Arthur Whitney (born 1958 ) is a Canadian computer scientist. Whitney developed on the basis of the developed by Kenneth E. Iverson programming language APL different programming languages ​​, mainly in the finance industry and found to apply.

He grew up in Edmonton and studied mathematics and computer science at the University of Alberta and the University of Toronto. He received his doctorate not, but worked for a time as an assistant in computer science courses. Whitney came in 1969 with APL in touch when he visited with his parents Iverson, who was a college friend of his father. From 1980 he worked with Iversen at the Canadian software firm IP Sharp in Toronto on the development of APL. The company developed, for example, time-sharing systems.
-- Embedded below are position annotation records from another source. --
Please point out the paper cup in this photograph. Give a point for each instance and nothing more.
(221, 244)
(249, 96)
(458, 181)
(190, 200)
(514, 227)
From 1988 he worked for the brokerage firm Morgan Stanley, where he wrote A to develop real-time trading systems, databases and analysis systems for stocks, bonds and options. APL had already been popular, giving him the job much easier for in the financial industry as array-based programming language. They needed to trade a system that could (often in the form of columns and even then in the terabyte range ) quickly manipulate large amounts of data on an abstract level. In 1993, he left Morgan Stanley and founded his own company Kx Systems, where he was a successor to the language A , which is still used today in the financial industry, the language K developed, with associated database systems ( kdb ) and regularly improved in subsequent versions. Also, this is also based on APL language was used primarily in the financial industry use. Recently his company brought out the Q language. He lives in Palo Alto.

In addition, he wrote in the late 1980s and early 1990s, the base code for the programming language J, which was further developed by Iverson and Roger Hui. Hui was a fellow student of Whitney at the University of Alberta.